In the current study, exercise order was randomized and both researchers and subjects were blinded when possible, yet limitations remain. There is potential that subjects did not generate a true MVIC of each muscle tested due to lack of effort or suboptimal positioning. Muscle length during MVIC testing may also be a factor. Attempts were made to minimize these potential limitations by standardizing instructions to subjects, standardizing positioning methods, and using methods for the traditional single-leg bridge and MVIC testing similar to previous studies. Hip muscle activity during single-leg bridge positions was not studied in subjects with pathology, so generalizing results to an injured population should be performed with caution. Future research should examine the effects of strength training using the modified single-leg bridge with preferential gluteal activation (position B) and its effects on pathology and performance.

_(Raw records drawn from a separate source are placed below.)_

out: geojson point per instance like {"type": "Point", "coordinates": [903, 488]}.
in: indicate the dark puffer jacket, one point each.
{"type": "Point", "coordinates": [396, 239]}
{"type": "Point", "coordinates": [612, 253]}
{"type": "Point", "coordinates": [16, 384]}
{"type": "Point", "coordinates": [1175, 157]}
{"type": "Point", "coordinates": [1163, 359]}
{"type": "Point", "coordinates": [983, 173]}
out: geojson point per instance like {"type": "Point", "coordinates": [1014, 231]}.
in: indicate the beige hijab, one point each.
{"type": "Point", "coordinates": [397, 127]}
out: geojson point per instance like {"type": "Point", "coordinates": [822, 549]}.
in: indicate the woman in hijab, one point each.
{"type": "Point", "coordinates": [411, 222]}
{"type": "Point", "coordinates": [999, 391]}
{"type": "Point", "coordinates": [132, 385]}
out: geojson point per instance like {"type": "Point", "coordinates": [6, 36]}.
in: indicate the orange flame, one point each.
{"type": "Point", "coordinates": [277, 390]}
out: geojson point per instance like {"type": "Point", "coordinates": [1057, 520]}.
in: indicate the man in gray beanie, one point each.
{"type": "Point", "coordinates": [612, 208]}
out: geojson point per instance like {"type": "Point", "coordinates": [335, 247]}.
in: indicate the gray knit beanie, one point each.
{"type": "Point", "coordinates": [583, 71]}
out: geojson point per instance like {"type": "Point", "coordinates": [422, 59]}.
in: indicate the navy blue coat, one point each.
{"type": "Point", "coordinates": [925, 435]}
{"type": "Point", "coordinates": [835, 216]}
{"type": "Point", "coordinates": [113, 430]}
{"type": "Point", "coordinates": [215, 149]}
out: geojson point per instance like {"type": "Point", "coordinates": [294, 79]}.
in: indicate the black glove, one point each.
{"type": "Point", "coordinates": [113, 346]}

The modified single-leg bridge position with 135° of knee flexion (position B) displayed preferential activation of the gluteus maximus and gluteus medius over the biceps femoris. This position maintained gluteal activity while significantly decreasing biceps femoris activity compared to the traditional single-leg bridge position. This modified single-leg bridge, potentially called “the gluteal bridge,” using 135° of knee flexion on the dominant side may allow more optimal training of the gluteal muscles than the traditional position since the biceps femoris is less likely to be the limiting muscle of the exercise.